The European Union is modernizing its decades-old pharmaceutical framework, launching a €500 million initiative to attract scientific talent, and pushing aggressively to speed drug approvals and strengthen research incentives. The new “E.U. Pharma Package” rewrites the core rules for how medicines are developed, approved and launched in the single market. The package promises shorter timelines for regulatory reviews and additional incentives to spur the development of orphan drugs and other therapies to treat unmet medical needs. European leaders also set a new target to increase clinical trial activity by 11% or more annually.
However, the E.U. still has a way to go if it’s to truly reclaim its former standing. The European Federation of Pharmaceutical Industries and Associations (EFPIA) described the agreement as “not strong enough to move the needle on European competitiveness.”
And according to new research published by the EFPIA last week, while meeting the bloc’s 11% target would improve access to cutting-edge treatments for thousands of patients, create new jobs, and inject billions into the regional economy, it’s not enough to make up for lost ground. European trial activity would need to increase by 25% annually to return to where the European life science sector was in 2013 – and increase by 50% annually to catch up to and keep pace with China and the U.S.
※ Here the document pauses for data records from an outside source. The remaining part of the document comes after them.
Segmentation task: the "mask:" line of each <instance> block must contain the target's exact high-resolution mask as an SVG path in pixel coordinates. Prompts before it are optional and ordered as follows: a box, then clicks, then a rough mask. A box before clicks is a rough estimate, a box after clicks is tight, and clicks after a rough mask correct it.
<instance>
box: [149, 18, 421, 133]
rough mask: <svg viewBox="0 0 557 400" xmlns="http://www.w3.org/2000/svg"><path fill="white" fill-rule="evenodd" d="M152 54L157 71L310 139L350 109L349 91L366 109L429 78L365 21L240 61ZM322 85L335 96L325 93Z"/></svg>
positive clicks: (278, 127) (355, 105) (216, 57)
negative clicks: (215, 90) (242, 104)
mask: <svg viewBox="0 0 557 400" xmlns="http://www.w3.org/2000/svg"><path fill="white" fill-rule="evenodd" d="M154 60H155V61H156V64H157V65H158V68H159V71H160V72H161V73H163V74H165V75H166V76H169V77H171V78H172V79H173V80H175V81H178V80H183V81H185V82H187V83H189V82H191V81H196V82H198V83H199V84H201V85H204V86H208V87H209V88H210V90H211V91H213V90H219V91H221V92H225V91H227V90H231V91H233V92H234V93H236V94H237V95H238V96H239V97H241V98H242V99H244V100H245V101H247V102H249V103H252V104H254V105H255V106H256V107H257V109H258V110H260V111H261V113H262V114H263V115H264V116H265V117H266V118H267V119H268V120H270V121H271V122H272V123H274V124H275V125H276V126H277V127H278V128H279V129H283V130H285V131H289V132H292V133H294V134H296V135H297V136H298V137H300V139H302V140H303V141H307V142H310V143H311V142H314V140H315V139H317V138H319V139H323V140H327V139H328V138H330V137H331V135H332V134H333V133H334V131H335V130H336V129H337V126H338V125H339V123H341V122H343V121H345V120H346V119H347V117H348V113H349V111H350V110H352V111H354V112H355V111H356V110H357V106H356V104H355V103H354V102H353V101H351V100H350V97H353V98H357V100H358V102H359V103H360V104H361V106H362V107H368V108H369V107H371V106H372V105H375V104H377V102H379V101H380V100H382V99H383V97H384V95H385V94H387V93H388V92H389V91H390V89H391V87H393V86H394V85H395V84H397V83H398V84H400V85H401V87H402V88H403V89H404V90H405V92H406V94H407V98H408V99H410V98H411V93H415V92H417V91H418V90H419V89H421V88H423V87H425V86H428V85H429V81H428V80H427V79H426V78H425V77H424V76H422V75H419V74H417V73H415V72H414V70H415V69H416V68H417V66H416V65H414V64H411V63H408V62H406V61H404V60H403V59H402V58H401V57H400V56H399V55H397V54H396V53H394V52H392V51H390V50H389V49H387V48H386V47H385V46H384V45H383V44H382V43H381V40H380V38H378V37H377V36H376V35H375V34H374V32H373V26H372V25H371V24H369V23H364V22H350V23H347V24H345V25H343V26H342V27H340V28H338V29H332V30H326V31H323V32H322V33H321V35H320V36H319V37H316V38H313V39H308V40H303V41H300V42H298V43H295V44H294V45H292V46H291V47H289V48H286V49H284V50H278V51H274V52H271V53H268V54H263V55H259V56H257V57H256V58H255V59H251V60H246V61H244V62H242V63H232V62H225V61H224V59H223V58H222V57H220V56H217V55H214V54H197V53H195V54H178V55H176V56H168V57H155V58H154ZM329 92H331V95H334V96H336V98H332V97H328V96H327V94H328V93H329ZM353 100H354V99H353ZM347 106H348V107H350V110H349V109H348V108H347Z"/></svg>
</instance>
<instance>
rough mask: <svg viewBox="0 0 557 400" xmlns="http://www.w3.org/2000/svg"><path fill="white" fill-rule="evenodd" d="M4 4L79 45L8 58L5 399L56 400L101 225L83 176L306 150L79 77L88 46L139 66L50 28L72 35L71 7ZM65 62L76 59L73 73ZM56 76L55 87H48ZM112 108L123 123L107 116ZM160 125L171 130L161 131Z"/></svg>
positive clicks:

Nonetheless, European leaders’ frank acknowledgement of how far the continent has fallen should register as a clear warning for U.S. policymakers – especially in light of China’s aggressive, state-backed strategy to dominate the next era of biomedical research. China is pouring resources into clinical infrastructure, manufacturing capacity, and scientific talent and has the results to show for it.
The U.S. became the world leader in pharmaceutical development because policymakers made smart choices that rewarded innovation, protected intellectual property, and kept markets open. A commitment to allowing market competition – not government price setting – to determine the value of innovative therapies made the U.S. the world’s preferred destination for biopharmaceutical development.
That advantage must not be taken for granted.
It would be a mistake to adopt the very pricing policies that put Europe in this hole to begin with.
The lesson of Europe's decline – and its fight to reverse it – is that the mantle of global leadership in the life sciences is not easily recovered once lost. European leaders’ attempts to fix their mistakes are an admission that innovation-friendly policies are the only reliable path to leadership.
Washington should take note before it rewrites its own rules in the wrong direction.